Page tree

Select a subset from a 2D dataset and write it to a plane of a 3D dataset

HDF5 allows you to read or write to a portion of a dataset by use of hyperslab selection. A hyperslab selection can be a logically contiguous collection of points in a dataspace, or it can be a regular pattern of points or blocks in a dataspace. You can select a hyperslab to write to or read from with the function H5S_SELECT_HYPERSLAB.

Programming Example

Description

This example creates a 5 x 6 integer array in a file called sds.h5 (sdsf.h5 in FORTRAN). It selects a 3 x 4 hyperslab from the dataset as follows (Dimension 0 is offset by 1 and Dimension 1 is offset by 2):

5 x 6 array:

      
  XXXX
  XXXX
      XXXX
      

Then it reads the hyperslab from this file into a 2-dimensional plane (size 7 x 7) of a 3-dimensional array (size 7 x 7 x 3), as follows (with Dimension 0 offset by 3):

 

       
       
       
XXXX         
XXXX   
XXXX   
       

To obtain the example, download:      C    F90

Remarks

  • H5S_SELECT_HYPERSLAB selects a hyperslab region to add to the current selected region for a specified dataspace.

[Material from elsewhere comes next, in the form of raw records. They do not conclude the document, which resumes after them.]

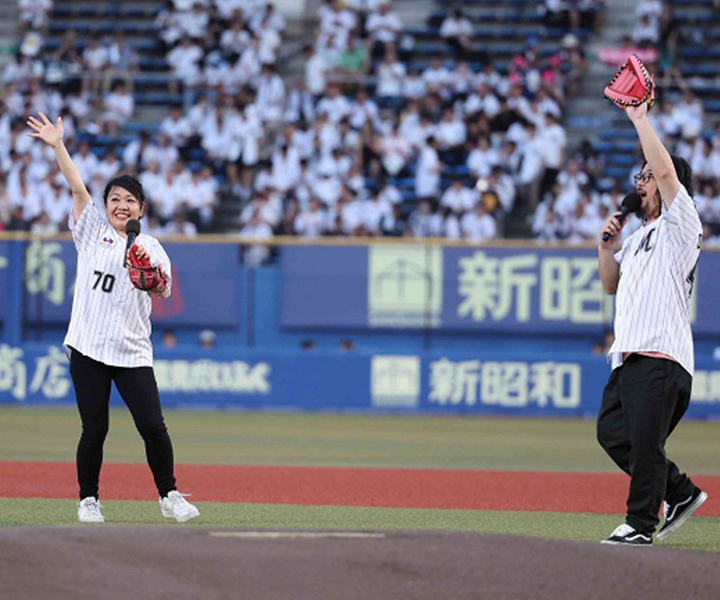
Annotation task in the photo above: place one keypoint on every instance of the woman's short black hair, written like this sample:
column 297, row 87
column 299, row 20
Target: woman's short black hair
column 127, row 182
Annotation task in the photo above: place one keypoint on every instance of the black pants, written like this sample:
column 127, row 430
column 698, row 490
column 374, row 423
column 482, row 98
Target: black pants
column 138, row 388
column 642, row 403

    Be aware that the start (offset), stride, count and block arrays all work together to define a selection. A change to one of these parameters can affect the other parameters.

    The start, stride, count, and block arrays must be the same size as the rank of the dataspace.

  • The example programs introduce the H5D_GET_SPACE call to obtain the dataspace of a dataset.
  • The C examples also introduce H5S_GET_SIMPLE_EXTENT_DIMS to retrieve the dataspace dimension size of a dataset, and H5S_GET_SIMPLE_EXTENT_NDIMS for obtaining the number of dimensions (rank) in a dataspace.
     


Select and write to independent points in a dataset

The H5S_SELECT_ELEMENTS call allows you to select individual points in a dataspace. By use of it, you can read and write to individual points in a dataset.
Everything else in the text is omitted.